С Днем Победы все несколько сложнее, этот праздник никто не изобретал специально. При этом первые два десятилетия после войны этот день оставался в СССР рабочим, а все мероприятия носили достаточно скромный характер. Война была еще слишком свежа в памяти, эти раны не хотелось лишний раз бередить, а заодно и давать некие особые права и привилегии ветеранам: их было слишком много, и они слишком хорошо всё помнили, так что могли задать неудобные вопросы своим бывшим полководцам, а ныне руководителям государства.

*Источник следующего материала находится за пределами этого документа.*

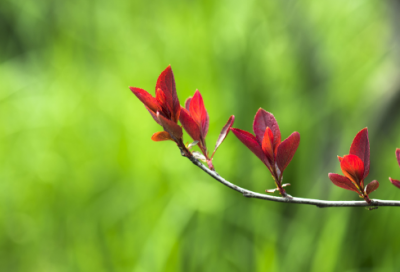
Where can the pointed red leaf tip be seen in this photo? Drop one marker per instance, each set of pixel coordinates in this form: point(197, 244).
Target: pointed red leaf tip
point(286, 150)
point(147, 99)
point(353, 168)
point(190, 125)
point(398, 155)
point(199, 113)
point(395, 182)
point(171, 127)
point(262, 120)
point(250, 141)
point(342, 182)
point(166, 82)
point(161, 136)
point(372, 186)
point(187, 103)
point(267, 145)
point(224, 132)
point(360, 148)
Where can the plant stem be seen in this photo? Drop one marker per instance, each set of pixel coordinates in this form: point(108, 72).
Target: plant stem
point(293, 200)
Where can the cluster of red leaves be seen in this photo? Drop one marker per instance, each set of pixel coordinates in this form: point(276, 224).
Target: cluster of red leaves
point(194, 119)
point(267, 145)
point(396, 182)
point(164, 108)
point(166, 111)
point(355, 168)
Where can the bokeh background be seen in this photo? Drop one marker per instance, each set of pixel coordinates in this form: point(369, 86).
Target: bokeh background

Все изменилось в 1965 году, когда Леонид Брежнев, сам ветеран той войны, сделал этот день одним из основных государственных праздников, и, пожалуй, даже главным из них... Революция была слишком давно, а окружавшая реальность слишком мало походила на революционный пафос 1917 года. Зато про Победу было всё ясно: старшее поколение под руководством коммунистов завоевало мир и светлое будущее для страны, а теперь охраняет ее от внешних врагов, чтобы никогда не повторилась эта страшная трагедия.
И в самом деле, в любом доме была память об убитых, искалеченных, пропавших без вести близких. День Победы, как говорилось в одной известной песне, был «праздником со слезами на глазах», и это была не просто фигура речи. В Москве ветераны собирались у Большого театра, и светлых слез скорби и памяти здесь было много. Они не стыдились этих слез, а мы, дети, с благодарностью восхищались ими: пройдя через ад, эти люди навсегда победили фашизм и даровали нам мир.

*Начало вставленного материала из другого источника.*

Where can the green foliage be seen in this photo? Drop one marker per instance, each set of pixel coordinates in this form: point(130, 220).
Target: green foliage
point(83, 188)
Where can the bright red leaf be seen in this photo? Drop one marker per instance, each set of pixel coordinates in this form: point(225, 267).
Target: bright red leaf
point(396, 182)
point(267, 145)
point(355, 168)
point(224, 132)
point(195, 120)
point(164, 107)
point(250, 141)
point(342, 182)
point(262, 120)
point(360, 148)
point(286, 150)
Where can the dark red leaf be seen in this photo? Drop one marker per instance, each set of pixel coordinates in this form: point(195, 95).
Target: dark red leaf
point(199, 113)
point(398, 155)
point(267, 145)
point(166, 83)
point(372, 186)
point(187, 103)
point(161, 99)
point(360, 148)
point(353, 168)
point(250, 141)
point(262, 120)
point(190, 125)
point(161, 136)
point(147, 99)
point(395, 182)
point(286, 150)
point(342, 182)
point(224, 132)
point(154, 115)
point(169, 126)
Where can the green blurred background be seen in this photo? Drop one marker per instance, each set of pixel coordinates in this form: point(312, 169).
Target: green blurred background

Может быть, при всех своих внутренних проблемах СССР оказался обречен ровно в тот момент, когда начал бессмысленную войну в Афганистане на новый, 1980 год. Теперь ветераны Сталинграда стали встречаться с ветеранами Кандагара, и никто уже не мог объяснить, за что гибнут молодые парни на чужой земле. Многолетний договор между властью и обществом под лозунгом «лишь бы не было войны» оказался нарушенным.
Спустя полвека после того двадцатилетнего юбилея Кремль вновь прибег ко Дню Победы как к стержневому событию всей отечественной истории: празднования были пышными и повсеместными, в них приняла активное участие и Русская православная церковь. По всем приходам прошли те или иные праздничные мероприятия, победная символика украсила храмы, были произнесены соответствующие проповеди. А министр обороны Сергей Шойгу, выезжая перед камерами на Красную площадь, чтобы начать военный парад, размашисто перекрестился.

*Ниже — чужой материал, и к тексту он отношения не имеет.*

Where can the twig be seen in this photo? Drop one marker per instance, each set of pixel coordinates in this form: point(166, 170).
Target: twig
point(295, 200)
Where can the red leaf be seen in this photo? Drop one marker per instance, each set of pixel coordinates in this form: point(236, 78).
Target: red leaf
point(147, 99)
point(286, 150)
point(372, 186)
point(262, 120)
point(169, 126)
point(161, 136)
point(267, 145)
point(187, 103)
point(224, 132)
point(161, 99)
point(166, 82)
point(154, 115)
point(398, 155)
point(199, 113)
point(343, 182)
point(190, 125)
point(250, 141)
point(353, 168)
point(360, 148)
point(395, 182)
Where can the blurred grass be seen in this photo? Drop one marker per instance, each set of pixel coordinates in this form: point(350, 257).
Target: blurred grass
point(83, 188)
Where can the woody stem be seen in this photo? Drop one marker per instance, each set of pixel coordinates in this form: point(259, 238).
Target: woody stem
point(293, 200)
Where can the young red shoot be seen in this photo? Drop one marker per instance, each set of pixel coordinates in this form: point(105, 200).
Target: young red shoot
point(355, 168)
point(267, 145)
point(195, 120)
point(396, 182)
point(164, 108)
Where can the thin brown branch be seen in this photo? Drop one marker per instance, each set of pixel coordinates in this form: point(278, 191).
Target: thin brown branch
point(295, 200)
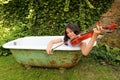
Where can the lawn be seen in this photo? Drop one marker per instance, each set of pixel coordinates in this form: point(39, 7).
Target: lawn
point(86, 69)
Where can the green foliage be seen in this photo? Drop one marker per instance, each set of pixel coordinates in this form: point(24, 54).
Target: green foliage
point(106, 54)
point(19, 18)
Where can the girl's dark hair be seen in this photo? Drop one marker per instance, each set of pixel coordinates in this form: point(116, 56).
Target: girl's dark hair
point(74, 28)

И это не единственное новшество, которое мы увидели на 70-ю годовщину. Те, прежние праздники, проходили под негласным лозунгом «Никогда больше!». И вдруг появились на улицах Москвы машины, с надписями: «1941-1945. Если надо, повторим!» Рядом обычно картинки — или откровенный намек на нетрадиционный секс с фашистами, или американский флаг. Вряд ли молодой водитель такой машины застал в своей жизни много настоящих ветеранов (да ведь побили бы его, пожалуй, герои «Белорусского вокзала»!), да и вряд ли помнит, на чьей стороне участвовали США в той войне.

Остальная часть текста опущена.